= George Uchida =

American male judoka and coach

George Uchida (July 22, 1925 – August 6, 2004) was a judoka, wrestler, author, and coach. Uchida was the brother of San Jose Judo Coach Yosh Uchida. Uchida and other family members were sent to the Poston internment camp during World War II, following the signing of Executive Order 9066. He later served in the US Army in the field of military intelligence. He got key intelligence about Russian involvement in the Korean War. Upon his return he enrolled in San Jose State University majoring in physical education.

==Competition==
Uchida was a bronze medalist in the 1954 US National Championship for the sport of Judo. He wrestled at San Jose State in 1956, 1957, and 1958.

==Coaching==
In 1962, he was selected to be the Wrestling Coach at the University of California at Berkley. He hoped to establish Judo in the school as well.
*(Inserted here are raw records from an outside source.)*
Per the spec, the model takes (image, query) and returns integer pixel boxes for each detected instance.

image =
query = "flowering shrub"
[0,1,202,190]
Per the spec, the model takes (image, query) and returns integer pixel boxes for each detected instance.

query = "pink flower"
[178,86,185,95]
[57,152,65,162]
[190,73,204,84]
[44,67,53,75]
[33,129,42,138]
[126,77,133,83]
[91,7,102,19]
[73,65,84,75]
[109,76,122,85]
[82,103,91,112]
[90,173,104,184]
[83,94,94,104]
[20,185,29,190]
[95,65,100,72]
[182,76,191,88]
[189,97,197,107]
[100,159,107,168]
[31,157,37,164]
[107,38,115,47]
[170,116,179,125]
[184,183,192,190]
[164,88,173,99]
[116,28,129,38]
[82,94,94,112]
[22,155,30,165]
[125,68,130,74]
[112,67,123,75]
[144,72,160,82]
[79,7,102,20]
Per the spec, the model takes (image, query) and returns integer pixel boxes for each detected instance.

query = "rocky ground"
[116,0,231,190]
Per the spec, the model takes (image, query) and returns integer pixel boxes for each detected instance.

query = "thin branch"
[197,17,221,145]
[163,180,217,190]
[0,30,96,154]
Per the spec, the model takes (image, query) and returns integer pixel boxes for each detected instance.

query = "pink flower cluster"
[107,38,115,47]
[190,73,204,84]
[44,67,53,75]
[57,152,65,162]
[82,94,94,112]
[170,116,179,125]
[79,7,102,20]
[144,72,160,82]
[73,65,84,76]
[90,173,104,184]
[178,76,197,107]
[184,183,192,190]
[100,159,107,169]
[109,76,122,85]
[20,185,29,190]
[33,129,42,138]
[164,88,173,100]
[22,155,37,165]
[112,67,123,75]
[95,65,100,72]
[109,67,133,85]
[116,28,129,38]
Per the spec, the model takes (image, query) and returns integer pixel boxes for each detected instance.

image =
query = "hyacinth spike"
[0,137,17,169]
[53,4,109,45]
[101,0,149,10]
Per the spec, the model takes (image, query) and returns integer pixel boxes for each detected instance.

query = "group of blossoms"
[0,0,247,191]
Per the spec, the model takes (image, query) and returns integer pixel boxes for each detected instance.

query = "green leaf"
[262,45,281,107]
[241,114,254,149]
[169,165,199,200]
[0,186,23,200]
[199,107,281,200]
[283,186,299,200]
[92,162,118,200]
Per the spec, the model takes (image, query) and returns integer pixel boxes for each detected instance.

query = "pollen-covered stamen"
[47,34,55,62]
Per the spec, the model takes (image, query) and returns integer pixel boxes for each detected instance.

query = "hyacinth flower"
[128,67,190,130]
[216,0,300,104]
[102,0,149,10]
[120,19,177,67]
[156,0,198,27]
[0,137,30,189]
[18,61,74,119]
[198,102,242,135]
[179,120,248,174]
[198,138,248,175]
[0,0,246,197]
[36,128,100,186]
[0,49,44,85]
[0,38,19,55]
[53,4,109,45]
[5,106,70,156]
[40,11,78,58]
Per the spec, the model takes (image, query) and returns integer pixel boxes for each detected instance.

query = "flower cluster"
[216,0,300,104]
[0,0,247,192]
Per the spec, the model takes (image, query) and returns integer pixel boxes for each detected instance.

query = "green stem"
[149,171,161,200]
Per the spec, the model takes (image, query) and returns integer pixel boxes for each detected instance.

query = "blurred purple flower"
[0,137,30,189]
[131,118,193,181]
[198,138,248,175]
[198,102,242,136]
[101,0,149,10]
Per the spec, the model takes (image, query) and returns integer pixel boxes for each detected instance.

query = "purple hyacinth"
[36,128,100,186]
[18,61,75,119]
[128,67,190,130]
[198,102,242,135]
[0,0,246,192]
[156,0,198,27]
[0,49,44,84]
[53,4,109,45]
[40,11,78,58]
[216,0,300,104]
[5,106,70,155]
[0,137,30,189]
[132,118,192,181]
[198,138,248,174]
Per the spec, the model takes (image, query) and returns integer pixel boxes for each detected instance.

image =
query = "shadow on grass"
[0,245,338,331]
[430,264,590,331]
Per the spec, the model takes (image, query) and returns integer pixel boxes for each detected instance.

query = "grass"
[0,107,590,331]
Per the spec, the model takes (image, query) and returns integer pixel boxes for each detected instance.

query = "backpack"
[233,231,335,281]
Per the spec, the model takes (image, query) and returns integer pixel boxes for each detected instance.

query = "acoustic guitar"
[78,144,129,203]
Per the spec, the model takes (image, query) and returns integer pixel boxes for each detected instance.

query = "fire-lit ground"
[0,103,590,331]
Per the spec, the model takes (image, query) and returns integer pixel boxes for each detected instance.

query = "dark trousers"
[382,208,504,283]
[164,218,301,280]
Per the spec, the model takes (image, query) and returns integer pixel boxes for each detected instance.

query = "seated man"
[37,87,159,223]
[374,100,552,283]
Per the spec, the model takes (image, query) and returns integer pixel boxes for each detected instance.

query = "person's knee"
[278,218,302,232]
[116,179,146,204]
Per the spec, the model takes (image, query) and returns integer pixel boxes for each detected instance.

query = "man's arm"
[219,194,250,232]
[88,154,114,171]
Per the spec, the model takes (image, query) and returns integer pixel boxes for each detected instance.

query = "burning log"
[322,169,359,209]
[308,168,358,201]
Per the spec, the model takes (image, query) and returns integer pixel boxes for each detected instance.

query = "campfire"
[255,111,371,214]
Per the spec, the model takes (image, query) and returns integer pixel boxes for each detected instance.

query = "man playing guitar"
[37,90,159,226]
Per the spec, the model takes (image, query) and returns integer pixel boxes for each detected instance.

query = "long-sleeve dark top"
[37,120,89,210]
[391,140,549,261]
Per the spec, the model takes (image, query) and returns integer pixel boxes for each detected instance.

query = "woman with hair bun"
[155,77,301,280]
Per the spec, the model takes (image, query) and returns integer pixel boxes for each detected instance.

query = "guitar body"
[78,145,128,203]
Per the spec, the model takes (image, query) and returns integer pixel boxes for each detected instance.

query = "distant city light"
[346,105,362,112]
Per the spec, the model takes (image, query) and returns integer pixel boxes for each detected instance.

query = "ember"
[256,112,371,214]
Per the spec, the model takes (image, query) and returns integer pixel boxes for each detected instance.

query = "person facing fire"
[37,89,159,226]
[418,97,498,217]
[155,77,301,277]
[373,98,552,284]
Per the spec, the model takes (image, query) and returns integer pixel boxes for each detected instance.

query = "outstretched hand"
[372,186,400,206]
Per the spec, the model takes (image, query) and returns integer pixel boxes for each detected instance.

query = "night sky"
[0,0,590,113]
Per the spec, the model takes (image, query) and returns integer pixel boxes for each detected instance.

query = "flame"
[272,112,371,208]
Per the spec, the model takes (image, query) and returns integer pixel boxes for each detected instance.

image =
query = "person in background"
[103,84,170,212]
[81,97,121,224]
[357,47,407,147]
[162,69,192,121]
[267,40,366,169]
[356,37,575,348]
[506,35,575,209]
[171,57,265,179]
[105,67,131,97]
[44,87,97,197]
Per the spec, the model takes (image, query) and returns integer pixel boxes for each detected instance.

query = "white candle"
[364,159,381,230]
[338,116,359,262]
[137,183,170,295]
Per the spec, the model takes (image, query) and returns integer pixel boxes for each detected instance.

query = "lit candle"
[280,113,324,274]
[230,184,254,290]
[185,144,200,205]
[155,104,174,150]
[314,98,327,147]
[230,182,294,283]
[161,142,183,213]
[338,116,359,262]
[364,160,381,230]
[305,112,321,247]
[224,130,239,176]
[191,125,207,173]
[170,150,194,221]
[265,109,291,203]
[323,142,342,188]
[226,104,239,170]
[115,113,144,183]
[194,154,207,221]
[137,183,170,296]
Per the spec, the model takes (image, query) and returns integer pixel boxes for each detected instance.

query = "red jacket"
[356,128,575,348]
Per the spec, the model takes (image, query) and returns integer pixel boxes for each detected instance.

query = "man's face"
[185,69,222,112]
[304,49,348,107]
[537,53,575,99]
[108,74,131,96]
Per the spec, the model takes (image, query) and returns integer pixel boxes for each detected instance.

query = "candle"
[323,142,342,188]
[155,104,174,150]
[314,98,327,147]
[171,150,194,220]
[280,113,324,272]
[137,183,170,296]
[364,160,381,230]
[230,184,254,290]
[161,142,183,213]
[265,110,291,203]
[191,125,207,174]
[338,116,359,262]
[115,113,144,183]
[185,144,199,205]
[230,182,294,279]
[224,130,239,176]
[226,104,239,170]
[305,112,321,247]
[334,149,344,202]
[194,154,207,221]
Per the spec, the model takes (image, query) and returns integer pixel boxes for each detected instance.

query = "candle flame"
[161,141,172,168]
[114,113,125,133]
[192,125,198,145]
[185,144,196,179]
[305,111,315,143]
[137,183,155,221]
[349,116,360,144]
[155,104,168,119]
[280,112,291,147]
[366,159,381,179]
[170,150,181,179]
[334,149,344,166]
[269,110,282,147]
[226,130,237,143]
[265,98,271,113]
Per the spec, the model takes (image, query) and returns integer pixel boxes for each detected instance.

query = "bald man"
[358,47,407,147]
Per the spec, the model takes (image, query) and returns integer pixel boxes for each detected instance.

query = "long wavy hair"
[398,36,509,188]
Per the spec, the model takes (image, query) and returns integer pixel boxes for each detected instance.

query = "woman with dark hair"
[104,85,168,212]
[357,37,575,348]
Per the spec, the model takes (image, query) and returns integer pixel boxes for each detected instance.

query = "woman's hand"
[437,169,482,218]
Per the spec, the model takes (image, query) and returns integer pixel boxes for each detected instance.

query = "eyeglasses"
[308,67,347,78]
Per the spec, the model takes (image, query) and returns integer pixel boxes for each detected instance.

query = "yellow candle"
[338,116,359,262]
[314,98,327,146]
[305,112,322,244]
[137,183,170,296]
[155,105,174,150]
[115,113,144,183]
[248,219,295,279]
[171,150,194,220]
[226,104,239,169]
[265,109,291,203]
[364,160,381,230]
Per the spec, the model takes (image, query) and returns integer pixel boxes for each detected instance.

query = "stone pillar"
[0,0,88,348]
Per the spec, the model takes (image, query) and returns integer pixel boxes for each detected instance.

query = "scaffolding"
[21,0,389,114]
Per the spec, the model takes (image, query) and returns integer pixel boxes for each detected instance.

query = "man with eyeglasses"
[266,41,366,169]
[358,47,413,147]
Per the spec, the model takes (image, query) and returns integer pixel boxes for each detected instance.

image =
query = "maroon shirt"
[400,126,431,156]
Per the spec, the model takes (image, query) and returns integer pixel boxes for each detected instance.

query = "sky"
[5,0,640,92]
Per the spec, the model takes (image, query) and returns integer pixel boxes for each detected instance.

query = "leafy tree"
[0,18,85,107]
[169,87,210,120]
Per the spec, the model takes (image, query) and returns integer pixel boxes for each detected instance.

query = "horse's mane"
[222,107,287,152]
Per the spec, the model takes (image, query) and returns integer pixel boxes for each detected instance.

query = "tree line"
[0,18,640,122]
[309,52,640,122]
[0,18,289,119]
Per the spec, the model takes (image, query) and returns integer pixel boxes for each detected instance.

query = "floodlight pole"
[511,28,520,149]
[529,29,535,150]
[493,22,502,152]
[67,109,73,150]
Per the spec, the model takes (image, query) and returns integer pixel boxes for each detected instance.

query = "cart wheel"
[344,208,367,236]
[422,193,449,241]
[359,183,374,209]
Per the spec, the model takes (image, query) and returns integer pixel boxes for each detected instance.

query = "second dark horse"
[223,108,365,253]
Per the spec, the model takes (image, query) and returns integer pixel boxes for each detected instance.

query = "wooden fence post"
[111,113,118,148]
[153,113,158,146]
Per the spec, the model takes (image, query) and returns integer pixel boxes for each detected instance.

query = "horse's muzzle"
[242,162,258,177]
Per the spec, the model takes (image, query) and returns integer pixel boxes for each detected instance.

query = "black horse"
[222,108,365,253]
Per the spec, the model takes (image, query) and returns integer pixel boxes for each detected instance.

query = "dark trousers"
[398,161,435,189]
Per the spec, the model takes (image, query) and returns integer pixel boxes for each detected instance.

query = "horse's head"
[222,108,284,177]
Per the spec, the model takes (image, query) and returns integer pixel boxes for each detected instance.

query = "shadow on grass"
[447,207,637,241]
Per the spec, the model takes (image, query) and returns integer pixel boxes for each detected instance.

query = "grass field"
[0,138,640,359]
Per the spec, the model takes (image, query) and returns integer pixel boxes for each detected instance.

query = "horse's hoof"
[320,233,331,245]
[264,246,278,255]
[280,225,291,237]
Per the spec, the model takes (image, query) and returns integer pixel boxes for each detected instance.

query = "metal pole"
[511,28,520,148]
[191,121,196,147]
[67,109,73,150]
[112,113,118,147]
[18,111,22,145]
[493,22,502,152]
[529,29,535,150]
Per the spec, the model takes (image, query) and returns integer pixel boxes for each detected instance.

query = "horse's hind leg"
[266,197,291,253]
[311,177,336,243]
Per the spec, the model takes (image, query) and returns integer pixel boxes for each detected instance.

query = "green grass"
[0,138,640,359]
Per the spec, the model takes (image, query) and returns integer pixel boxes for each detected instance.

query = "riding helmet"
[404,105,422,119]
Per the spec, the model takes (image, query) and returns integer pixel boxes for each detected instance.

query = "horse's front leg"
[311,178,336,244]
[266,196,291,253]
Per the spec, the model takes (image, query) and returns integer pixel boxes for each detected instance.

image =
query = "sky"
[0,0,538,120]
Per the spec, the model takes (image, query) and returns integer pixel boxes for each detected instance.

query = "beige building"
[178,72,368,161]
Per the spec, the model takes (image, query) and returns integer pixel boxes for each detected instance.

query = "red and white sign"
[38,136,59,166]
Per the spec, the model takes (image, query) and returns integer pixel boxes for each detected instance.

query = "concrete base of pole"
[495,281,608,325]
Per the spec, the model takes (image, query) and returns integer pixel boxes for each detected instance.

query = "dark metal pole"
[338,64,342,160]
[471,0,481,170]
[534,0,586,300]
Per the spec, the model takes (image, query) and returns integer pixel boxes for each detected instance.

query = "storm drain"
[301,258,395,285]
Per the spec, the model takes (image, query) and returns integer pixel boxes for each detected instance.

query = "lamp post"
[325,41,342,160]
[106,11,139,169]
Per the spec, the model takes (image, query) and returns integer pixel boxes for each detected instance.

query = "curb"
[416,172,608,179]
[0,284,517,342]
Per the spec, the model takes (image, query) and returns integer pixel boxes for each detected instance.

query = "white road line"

By 1972 he served as the Olympic Coach for the US Judo Olympic Team. He also served as the Coach for the US Pan American Team. He also served as the head coach for the National High School Championships in Judo.

==Author==
Uchida wrote Judo Contest Rules for the Amateur Athletic Union Judo Handbook. He also co wrote Fundamentals of Judo. In his later years he would be an IJF Level A referee.